Google claims it “outperforms 2.5 Flash with a 2.5X faster Time to First Answer Token and 45% increase in output speed, according to the Artificial Analysis benchmark, while maintaining similar or better quality.”

What Gemini 3.1 Flash-Lite can do

The model comes with ‘thinking levels’ in AI Studio and Vertex AI, giving developers the ability to control how much the model “thinks” for each task — important for managing high-frequency workloads.

“3.1 Flash-Lite can tackle tasks at scale, like high-volume translation and content moderation, where cost is a priority. And it can also handle more complex workloads where more in-depth reasoning is needed, like generating user interfaces and dashboards, creating simulations or following instructions,” the blog post said.

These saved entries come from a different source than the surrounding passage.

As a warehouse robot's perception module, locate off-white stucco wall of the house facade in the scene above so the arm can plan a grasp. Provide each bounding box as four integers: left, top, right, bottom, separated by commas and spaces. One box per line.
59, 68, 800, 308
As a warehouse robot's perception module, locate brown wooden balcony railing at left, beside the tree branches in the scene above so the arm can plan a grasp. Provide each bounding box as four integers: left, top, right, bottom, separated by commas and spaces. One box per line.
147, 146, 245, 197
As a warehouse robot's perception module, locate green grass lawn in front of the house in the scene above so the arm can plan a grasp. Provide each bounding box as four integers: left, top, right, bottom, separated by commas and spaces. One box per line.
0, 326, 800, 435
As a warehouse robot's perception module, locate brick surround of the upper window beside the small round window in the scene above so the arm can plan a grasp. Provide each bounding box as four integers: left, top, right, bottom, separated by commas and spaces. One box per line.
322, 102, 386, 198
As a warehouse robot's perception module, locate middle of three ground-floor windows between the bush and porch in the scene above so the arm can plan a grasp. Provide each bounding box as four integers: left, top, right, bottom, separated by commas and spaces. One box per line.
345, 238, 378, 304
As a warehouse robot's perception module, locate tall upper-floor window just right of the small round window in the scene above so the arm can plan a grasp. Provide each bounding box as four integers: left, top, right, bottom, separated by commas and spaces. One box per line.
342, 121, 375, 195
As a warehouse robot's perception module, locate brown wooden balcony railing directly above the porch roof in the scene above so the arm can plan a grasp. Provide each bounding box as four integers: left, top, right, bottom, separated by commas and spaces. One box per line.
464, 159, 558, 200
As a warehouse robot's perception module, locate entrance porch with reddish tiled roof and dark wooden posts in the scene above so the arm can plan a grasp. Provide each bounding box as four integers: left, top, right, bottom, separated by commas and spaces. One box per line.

Early-access developers and companies, including Latitude, Cartwheel, and Whering, are already testing Flash-Lite for large-scale problem solving. Early testers highlighted 3.1 Flash-Lite’s efficiency and reasoning capabilities, saying it can “handle complex inputs with the precision of a larger-tier model, plus follow instructions and maintain adherence,” according to the blog post

Benchmarks and performance

Gemini 3.1 Flash-Lite got an Elo score of 1432 on the Arena.ai Leaderboard, outperforming other models in its tier for reasoning and multimodal understanding. It achieved 86.9% on GPQA Diamond and 76.8% on MMMU Pro, surpassing even larger Gemini models from previous generations, such as 2.5 Flash.

The model combines speed, cost efficiency, and flexible reasoning, making it suitable for both high-volume routine tasks and more complex AI workloads.